For most data types, pandas uses NumPy arrays as the concrete objects contained with a Index, Series, or DataFrame.

### 10. Define GroupBy in Pandas?

A groupby operation involves some combination of splitting the object, applying a function, and combining the results. 

**Syntax :**
    dataframe.groupby()

### 11. How To Write a Pandas DataFrame to a File

It is common practice in data analysis to export data from Pandas DataFrames into CSV files because it can help conserve time and resources.

**Syntax :**
DataFrame.to_csv(filename, sep=',', index=False, encoding='utf-8')

The .to_csv() method is a built-in function in Pandas that allows you to save a Pandas DataFrame as a CSV file. 

**Other Ways to Save Pandas DataFrames :**

**to_excel():** This method is used to save a DataFrame as an Excel file.
    
**to_json():** This method is used to save a DataFrame as a JSON file.
    
**to_hdf():** This method is used to save a DataFrame as an HDF5 file, which is a hierarchical data format commonly used in scientific computing.
    
**to_sql():** This method is used to save a DataFrame to a SQL database.
    
**to_pickle():** This method is used to save a DataFrame as a pickled object, which is a serialized representation of the DataFrame.

----------

# Matplotlib

### 1. What is the purpose of matplotlib?
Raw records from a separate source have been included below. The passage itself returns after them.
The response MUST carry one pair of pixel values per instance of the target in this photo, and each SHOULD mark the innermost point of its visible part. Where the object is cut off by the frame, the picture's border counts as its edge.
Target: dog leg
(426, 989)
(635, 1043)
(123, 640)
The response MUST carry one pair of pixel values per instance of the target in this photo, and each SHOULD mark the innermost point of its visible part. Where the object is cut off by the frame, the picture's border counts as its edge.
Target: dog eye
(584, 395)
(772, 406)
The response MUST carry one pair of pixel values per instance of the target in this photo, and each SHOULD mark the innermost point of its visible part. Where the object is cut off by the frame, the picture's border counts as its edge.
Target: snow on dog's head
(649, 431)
Is matplotlib part of numpy?

Matplotlib is an amazing visualization library in Python for 2D plots of arrays. 

Matplotlib is a multi-platform data visualization library built on NumPy arrays and designed to work with the broader SciPy stack.

### 2. What is the use of pyplot in matplotlib? How to import matplotlibPyplot ?

Pyplot is a Matplotlib module that provides a MATLAB-like interface. Matplotlib is designed to be as usable as MATLAB, with the ability to use Python and the advantage of being free and open-source. 

Each pyplot function makes some changes to a figure: e.g., creates a figure, creates a plotting area in a figure, plots some lines in a plotting area, decorates the plot with labels, etc. The various plots we can utilize using Pyplot are Line Plot, Histogram, Scatter, 3D Plot, Image, Contour, and Polar.

In [None]:
import matplotlib.pyplot as plt
import numpy as np

xpoints = np.array([0, 6])
ypoints = np.array([0, 250])

plt.plot(xpoints, ypoints)
plt.show()

### 3. Which is better matplotlib or seaborn? Does seaborn need matplotlib?

It is built on the roof of Matplotlib and is considered as a superset of the Matplotlib library.

Seaborn is a better choice for data visualization in data science than Matplotlib. Its simple and intuitive API, beautiful default style, ability to handle large datasets, and built-in functions for plotting common statistical plots make it the go-to choice for data scientists. 

### 4. Why do we need matplotlib inline?

This line tells Jupyter to display Matplotlib plots directly in the output of the notebook. One of the major benefits of using "Matplotlib inline" is that it allows you to quickly and easily visualize your data without having to save plots as image files or open them in a separate window.

-------------